So do people containerize databases in production these days? I thought a couple...

imcritic · 2025-08-18T01:05:29 1755479129

Depends on the scale. Something small is okay to keep in containers. If you want to push performance to the limits - you definitely will run your DBMS outside a container.

fillest · 2025-08-19T10:16:23 1755598583

Services should be decoupled from OS distro dependencies as much as possible, otherwise you will be bitten at an unexpected moment (e.g. upgrading your distro packages) by some problem like this https://wiki.postgresql.org/wiki/Locale_data_changes

This can be solved by building statically (or using something like Nix) or by at least using containers.

lukaslalinsky · 2025-08-19T12:41:17 1755607277

I do, but I take a very cautious approach.
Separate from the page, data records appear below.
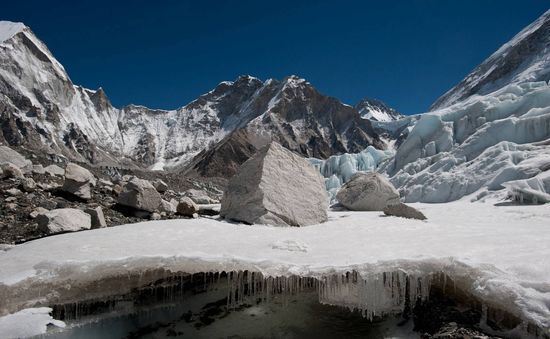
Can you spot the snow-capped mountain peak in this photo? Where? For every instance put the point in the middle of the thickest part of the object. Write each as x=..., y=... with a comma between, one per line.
x=8, y=29
x=377, y=110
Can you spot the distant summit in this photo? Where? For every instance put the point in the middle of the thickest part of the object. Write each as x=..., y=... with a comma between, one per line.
x=377, y=110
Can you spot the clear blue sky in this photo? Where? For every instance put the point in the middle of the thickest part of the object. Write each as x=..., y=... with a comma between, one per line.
x=163, y=54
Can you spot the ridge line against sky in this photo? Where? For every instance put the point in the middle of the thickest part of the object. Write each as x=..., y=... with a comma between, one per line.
x=164, y=55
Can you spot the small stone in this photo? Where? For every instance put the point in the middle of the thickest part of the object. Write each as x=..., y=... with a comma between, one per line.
x=38, y=169
x=404, y=211
x=64, y=220
x=14, y=192
x=54, y=170
x=187, y=207
x=97, y=216
x=167, y=207
x=78, y=181
x=10, y=170
x=37, y=211
x=160, y=186
x=28, y=185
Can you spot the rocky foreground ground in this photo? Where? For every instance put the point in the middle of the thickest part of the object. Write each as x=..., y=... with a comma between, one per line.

I run a custom image with PostgreSQL and Patroni on Kubernetes, no operator, each replica has it's own StatefulSet tied to a specific node. There is very little automation, but it still better than running PostgreSQL outside of Kubernetes. I get the benefit of simplified monitoring, log handling, request routing, while still having very static resource assignments.

tekno45 · 2025-08-18T04:12:02 1755490322

To host it in an orchestrator your cluster has to be more available than your DB.

you want 3 9s of availability for your DBs maybe more.

Then you need 4 9s for your cluster/orchestrator.

If your team can make that cluster, then it makes more sense to put all under one roof then develop a whole new infrastructure with the same level of reliability or more.

GauntletWizard · 2025-08-18T04:44:45 1755492285

This is a persistent myth that is just flat out wrong. Your k8s cluster orchestrator does not need to be online very often at all. The kube proxies will gladly continue proxying traffic as last they best know. Your containers will still continue to run. Hiccups, or outright outages, in the kubi API server do not cause downtime, unless you are using certain terrible, awful, no good, very bad proxies within the cluster (istio, linkerd).

tekno45 · 2025-08-18T05:28:25 1755494905

Your CONTROL PLANE doesn't immediately cause outages if it goes down.

But if your workloads stop and can't be started on the same node you've got a degradation if not an outage.

lukaslalinsky · 2025-08-19T13:16:05 1755609365

What alternatives do you have? No matter which system you are using, database failovers will require external coordination. We are talking about PostgreSQL, so that normally means something like Patroni with an external service (unless you mean something manual). I find it easier to manage just one such service, Kubernetes, and using it for both running the database process as well as coordinating failovers via Patroni.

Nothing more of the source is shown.